Für dich, der sich der vielen ungerühmten Toten
in diesen Zeilen annimmt und ihr Los erzählt;
Vielleicht spielt einst der Zufall dann den Boten
bringt Kunde einem Sinnenden, den er erwählt:-
kann einen wüsten Sauhirt zu dem Wort bewegen:
„Oft sah man vor dem Morgenrot schon seinen Gang
den Tau mit schnellem Schritt von Gräsern fegen,
die Sonne zu begrüßen auf dem hohen Hang.

Er streckte stets sich an dem Fuß der hohen Birke,
die ihre Wurzeln märchenhaft verdreht und spinnt,
erschöpft zur Mittagszeit nach morgigem Gewirke
dem Bach zu lauschen, wie er plappernd talwärts rinnt.

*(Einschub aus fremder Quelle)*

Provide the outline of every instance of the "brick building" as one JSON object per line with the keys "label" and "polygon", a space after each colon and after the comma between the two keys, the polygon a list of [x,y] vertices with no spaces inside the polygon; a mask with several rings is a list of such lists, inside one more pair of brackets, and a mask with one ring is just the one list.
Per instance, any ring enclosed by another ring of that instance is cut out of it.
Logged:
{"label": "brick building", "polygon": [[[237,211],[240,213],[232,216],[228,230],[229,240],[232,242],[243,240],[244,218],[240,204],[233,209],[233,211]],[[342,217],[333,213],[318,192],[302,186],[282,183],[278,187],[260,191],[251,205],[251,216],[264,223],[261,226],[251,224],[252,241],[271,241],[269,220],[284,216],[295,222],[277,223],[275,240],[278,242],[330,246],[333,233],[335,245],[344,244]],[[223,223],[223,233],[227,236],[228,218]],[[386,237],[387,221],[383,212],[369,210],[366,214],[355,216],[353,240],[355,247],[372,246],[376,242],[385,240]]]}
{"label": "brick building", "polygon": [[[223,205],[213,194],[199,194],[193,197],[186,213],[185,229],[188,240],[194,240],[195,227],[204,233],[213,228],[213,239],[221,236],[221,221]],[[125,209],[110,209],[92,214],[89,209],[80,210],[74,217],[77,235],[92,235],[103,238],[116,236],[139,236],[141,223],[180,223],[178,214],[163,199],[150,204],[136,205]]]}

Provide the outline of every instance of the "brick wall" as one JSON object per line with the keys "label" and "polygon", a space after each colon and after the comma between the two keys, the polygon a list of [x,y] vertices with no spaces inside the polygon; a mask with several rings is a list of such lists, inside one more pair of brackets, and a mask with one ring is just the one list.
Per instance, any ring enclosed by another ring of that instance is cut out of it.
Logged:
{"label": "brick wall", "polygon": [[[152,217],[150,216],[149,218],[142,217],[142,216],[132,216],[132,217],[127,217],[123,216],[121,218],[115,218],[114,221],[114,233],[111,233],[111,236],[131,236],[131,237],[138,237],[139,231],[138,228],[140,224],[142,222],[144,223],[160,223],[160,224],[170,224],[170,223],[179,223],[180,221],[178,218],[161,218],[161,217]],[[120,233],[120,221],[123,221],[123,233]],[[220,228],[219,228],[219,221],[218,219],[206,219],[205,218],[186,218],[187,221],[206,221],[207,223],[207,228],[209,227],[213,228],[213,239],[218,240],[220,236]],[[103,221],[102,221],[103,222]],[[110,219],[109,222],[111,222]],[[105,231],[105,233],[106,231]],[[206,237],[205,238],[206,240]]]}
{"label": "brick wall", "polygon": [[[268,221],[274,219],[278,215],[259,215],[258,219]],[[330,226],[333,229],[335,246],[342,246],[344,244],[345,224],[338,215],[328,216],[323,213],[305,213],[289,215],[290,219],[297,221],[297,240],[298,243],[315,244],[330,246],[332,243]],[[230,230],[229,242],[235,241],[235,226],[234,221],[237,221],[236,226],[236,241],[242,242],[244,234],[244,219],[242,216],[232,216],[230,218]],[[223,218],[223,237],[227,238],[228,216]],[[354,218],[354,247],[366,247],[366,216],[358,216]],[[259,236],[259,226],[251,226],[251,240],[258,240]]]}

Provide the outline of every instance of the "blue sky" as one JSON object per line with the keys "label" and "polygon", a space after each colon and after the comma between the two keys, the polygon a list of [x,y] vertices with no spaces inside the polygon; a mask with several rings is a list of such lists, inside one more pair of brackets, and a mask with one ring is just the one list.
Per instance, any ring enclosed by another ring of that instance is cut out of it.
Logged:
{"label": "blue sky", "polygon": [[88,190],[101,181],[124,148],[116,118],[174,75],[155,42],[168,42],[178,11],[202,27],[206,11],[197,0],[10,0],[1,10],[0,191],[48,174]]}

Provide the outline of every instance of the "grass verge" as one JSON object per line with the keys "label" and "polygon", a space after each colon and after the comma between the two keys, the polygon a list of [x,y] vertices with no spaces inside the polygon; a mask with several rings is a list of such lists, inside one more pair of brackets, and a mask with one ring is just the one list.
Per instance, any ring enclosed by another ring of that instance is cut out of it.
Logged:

Am Waldrand ging er oft, als lächle er verachtend,
wohl Fantasien nach, ganz ohne festes Ziel,
bald so, als ob ihn aussichtslose Lieb umnachtend
dort hielt, bald so als ob ihn Sorgenlast befiel.

Dann eines Tages blieb verwaist der Hügelkamm,
die Heide menschenleer, sein Platz am Baum allein,
ein andrer kam, man sah noch nicht am Birkenstamm,
noch auf der Alm, noch nah am Bach im Einsamsein.

Den Nächsten, all sein Mühen trauervoll gerichtet,
trug man den Friedhofspfad herauf zum letzten Raum:
Tritt näher, lies (das kannst du) was man hier berichtet,
graviert in grauem Stein, beschirmt vom Schwarzdornbaum.

Zum Gedenken

Hier ruht ein junges Haupt im stillen Schoß der Erde,
ein junger Mensch, dem Glück, dem Ruhm noch unbekannt,
die Weisheit unterließ abschätzige Gebärden,
Melancholie hat als Gefolgsmann ihn erkannt.

Sein Erbe war sehr groß, die Seele konnte rein sich zeigen,
der Himmel hat zum Ausgleich gleicherweis beschert,
dem Leid gab er die eine Zähre, ihm zu eigen,
der Himmel hat (sein einzger Wunsch) als Freund sich ihm erklärt.

Versuch nicht weiter, nach Verdiensten auszuschauen,
such nicht nach seinen Fehlern denn in fernem Land
(dort ruhen alle zitternd und doch voll Vertrauen)
hält gut geborgen ihn nun Gottes Vaterhand.